Associado ao mitologema do Paraíso Terrestre está o poderoso mito da Grande Mãe, eterna doadora de benesses sem limites. Esse é um dos mitos fundadores da terra brasilis. Os europeus, ao chegarem ao Novo Mundo, viram principalmente uma fonte inesgotável de bens naturais que seriam explorados e enviados à metrópole. Ainda nos dias de hoje, à esteira do complexo cultural da colonização, a fantasia da Terra-Mãe eterna produtora de matérias-primas (commodities) para serem exportadas, com ausência de um desenvolvimento industrial significativo, domina a cultura nacional. Se o bárbaro é aquele que exclui o outro, enquanto o civilizado é aquele que aceita o outro na sua diferença e autenticidade, por que nos tornamos bárbaros, apesar de civilizados?
A cultura do ódio foi destrinchada criticamente no livro Uma reportagem maldita: Querô (1976), de Plínio Marcos (1935-1999). Já agonizante, o marginal Querô conta a um jornalista a história da sua vida, momentos antes de ser “apagado” pela polícia. Filho de uma prostituta que, desesperada, suicida-se bebendo querosene, o marginal foi apelidado ironicamente de Querô, redução da palavra querosene. Sua experiência será marcada pela arquitetura da destruição. Com pai desconhecido e mãe suicida, criado num prostíbulo, ele liga-se muito cedo a um grupo de “trombadinhas”; rouba, é traído pelos companheiros e acaba sendo preso. Eliminar os policiais seria um modo de compensar todas as agressões de que foi vítima ao longo da vida. Uma vez armado, entra em conflito aberto com os policiais; mata-os, mas também é alvejado. Ferido, agonizante, é caçado e descoberto por uma equipe de policiais (Esquadrão da Morte?) que o elimina, fuzilando-o impiedosamente.

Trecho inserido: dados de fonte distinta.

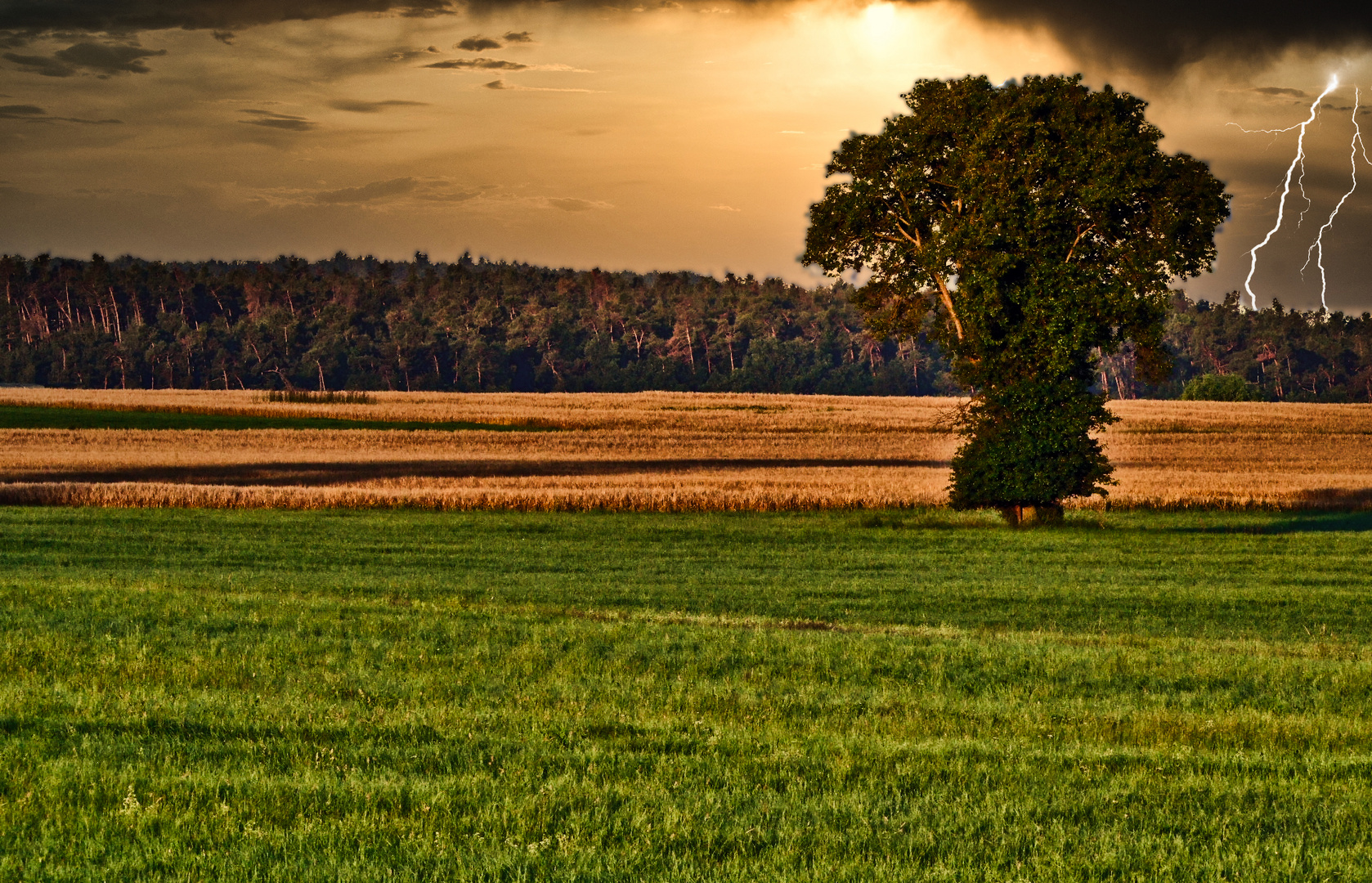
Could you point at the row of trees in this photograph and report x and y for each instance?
(365, 324)
(1282, 356)
(469, 325)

Não devemos nos esquecer de que o preconceito é insidioso e que todos fomos educados e condicionados a pensar de acordo com as estruturas coloniais e racistas. Temos convivido com uma história de privilégios, colonialismo, discriminação, exclusão, como se essas situações fossem normais. No mundo atual, o racismo e a intolerância à diferença mostram-se cada vez mais frequentes e mais cruéis. Entre outras razões, nós nos tornamos bárbaros porque nos desumanizamos, porque produzimos um esvaziamento da nossa subjetividade, porque nos afastamos das nossas tradições, porque nos desenraizamos das nossas origens, porque dessacralizamos o mundo em que vivemos, porque fomos engolidos por uma lógica capitalista perversa, porque nos falta amor ao próximo, este simples e, ao mesmo tempo, sofisticado elemento civilizador.
Sessenta mil homicídios por ano elevam o Brasil ao topo do ranking mundial nesse quesito brutal. As maiores vítimas, nesse contexto, são jovens, negros e moradores das periferias.
“Moro num país tropical/ Abençoado por Deus/ E bonito por natureza”. Essa alusão simpática ao Brasil, cantada por Jorge Ben Jor em País tropical (1969), vem perdendo sentido por conta da violência que nos assola. Sessenta mil homicídios por ano elevam o Brasil ao topo do ranking mundial nesse quesito brutal. As maiores vítimas, nesse contexto, são jovens, negros e moradores das periferias. A respeito, basta ouvir atentamente Negro drama (2002), canção do grupo de rap Racionais MC’s. Também é alarmante saber que o país se encontra na quinta posição mundial em número de feminicídios. A crueldade não para: a cada 29 horas, uma pessoa LGBT morre vitimada por crime de ódio. Já sabemos a causa desse quadro vergonhoso: a violência é um subproduto do desinvestimento na educação. Como se percebe, precisamos de brilho nos olhos, não de fogo nos olhos.